Seonghyoen’s mouth quirks. “For what? Being a statue?”
You want to tell him it’s easier to be still than to explain the way your chest tightens when you think about being left alone. You want to tell him that sometimes the world feels like a room with the doors closing one by one and you don’t know which one will be the last. Instead you fold your hands into your sleeves and look at the rain.
He watches you for a long moment, and then his hand is on your knee, warm and sure. It’s a small thing, but it anchors you. “Talk to me,” he says. “Tell me the worst part.”
The worst part is admitting you’re afraid. The worst part is that the word need tastes like a confession you’re not allowed to make. You swallow it down until it’s a lump in your throat. “I don’t want to be a burden.”
“You’re not a burden,” he says, like he’s reciting something he’s learned by heart. “You’re… you.”
You want to argue. You want to list all the ways you’ve been inconvenient, all the nights you’ve called when you couldn’t sleep, all the times you’ve clung to him because the dark felt too big. But his fingers tighten, not in a grip but in a promise.

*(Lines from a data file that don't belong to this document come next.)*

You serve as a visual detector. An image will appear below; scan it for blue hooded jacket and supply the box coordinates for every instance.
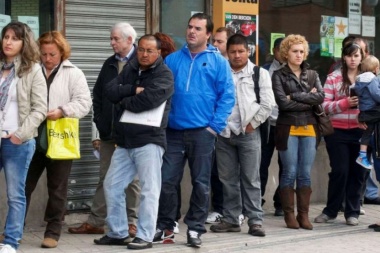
[354,72,380,111]
[165,45,235,133]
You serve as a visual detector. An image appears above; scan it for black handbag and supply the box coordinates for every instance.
[313,105,334,136]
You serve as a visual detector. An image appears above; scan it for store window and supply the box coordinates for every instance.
[0,0,54,39]
[160,0,205,49]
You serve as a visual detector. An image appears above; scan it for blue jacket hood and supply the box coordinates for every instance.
[165,44,235,133]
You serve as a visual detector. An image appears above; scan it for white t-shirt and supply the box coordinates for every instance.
[0,78,19,133]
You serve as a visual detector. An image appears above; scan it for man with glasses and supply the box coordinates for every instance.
[94,35,174,249]
[69,22,140,239]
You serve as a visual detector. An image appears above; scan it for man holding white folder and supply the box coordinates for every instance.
[94,35,174,249]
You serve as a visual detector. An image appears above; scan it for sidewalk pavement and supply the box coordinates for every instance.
[17,204,380,253]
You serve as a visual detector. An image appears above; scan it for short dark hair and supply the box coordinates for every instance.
[227,34,248,50]
[137,34,161,50]
[187,12,214,33]
[273,37,284,48]
[342,35,356,49]
[215,26,235,39]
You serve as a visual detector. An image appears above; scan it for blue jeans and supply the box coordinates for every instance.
[157,128,216,234]
[216,131,263,226]
[0,138,36,249]
[104,144,164,242]
[279,136,317,189]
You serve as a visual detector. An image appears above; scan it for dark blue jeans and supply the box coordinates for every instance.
[260,126,282,209]
[157,128,216,234]
[323,128,366,219]
[210,152,223,214]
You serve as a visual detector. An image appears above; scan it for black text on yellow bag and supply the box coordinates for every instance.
[46,118,80,160]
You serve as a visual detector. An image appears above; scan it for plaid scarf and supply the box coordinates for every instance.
[0,62,16,111]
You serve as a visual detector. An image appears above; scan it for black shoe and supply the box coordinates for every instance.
[187,230,202,248]
[94,235,129,245]
[153,228,175,244]
[210,220,241,233]
[368,223,380,228]
[248,224,265,236]
[127,237,153,249]
[274,208,284,216]
[364,198,380,205]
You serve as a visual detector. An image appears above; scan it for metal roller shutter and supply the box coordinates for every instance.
[65,0,145,212]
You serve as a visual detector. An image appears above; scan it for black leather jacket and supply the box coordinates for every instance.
[106,57,174,149]
[92,47,137,141]
[272,62,325,150]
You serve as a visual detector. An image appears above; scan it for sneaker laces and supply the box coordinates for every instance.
[189,230,198,238]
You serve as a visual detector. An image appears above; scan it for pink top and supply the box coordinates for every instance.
[322,69,359,129]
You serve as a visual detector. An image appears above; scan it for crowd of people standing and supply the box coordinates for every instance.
[0,13,380,253]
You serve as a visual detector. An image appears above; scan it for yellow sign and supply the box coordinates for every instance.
[213,0,259,64]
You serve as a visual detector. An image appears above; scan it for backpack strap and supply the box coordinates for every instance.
[252,65,260,104]
[306,69,317,88]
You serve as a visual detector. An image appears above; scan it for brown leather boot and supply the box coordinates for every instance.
[128,224,137,238]
[296,187,313,230]
[280,187,300,229]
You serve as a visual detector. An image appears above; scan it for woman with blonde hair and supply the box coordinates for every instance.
[25,31,92,248]
[0,21,47,253]
[272,34,324,229]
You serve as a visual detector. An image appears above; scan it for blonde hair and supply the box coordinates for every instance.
[38,31,71,61]
[361,55,380,72]
[280,34,309,62]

“Say it,” he murmurs. “Say what you’re thinking.”
You stare at the window, at the way the streetlights smear gold across the wet pavement. The words come out small and honest. “I don’t want to be alone.”

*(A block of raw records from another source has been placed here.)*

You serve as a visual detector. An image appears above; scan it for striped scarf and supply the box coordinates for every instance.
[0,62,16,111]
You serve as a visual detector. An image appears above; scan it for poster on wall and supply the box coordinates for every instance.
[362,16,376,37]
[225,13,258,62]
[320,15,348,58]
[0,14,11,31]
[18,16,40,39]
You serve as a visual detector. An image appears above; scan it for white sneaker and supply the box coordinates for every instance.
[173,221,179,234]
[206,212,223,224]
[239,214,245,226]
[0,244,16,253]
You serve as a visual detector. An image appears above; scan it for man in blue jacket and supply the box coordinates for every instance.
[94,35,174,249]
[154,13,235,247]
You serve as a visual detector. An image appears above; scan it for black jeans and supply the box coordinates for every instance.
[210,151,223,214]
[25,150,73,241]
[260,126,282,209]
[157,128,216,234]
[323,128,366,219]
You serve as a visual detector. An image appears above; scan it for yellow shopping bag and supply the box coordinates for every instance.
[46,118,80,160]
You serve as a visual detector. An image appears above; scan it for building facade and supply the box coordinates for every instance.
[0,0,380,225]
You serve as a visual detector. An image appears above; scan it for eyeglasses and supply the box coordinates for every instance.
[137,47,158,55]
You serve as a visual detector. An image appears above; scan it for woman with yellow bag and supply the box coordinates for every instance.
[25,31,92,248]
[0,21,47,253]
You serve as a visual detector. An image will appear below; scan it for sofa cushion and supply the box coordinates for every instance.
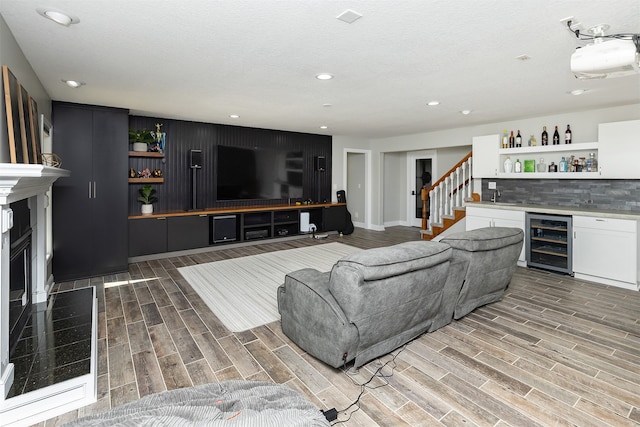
[440,227,524,252]
[336,241,451,281]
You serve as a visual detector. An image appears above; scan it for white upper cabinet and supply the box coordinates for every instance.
[600,120,640,179]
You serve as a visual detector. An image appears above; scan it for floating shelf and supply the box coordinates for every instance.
[129,151,164,158]
[498,142,598,156]
[129,178,164,184]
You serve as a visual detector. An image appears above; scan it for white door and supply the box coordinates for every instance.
[407,151,437,227]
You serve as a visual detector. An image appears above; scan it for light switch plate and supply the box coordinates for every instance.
[2,209,13,233]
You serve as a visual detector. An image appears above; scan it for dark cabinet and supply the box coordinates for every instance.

Seonghyoen’s face softens in a way that makes something inside you unclench. He leans closer until his shoulder brushes yours. “You won’t be,” he says. “Not if I can help it.”
There’s a steadiness in him that feels like a shore after a long swim. He doesn’t fix everything with a single sentence. He doesn’t promise miracles. He offers presence, which is somehow more dangerous and more necessary.
You let your head fall against his shoulder, a tiny, needy thing that feels both shameful and inevitable. He doesn’t flinch. He wraps an arm around you, fingers threading through your hair at the nape of your neck, and the world tilts back into place.
“Why do you always do that?” you ask, voice muffled.
“Do what?” His hand is warm, his breath steady.
“Make me feel like I can breathe.”
He hums, a soft sound that vibrates through your bones. “Because you let me,” he says simply. “Because you let me stay.”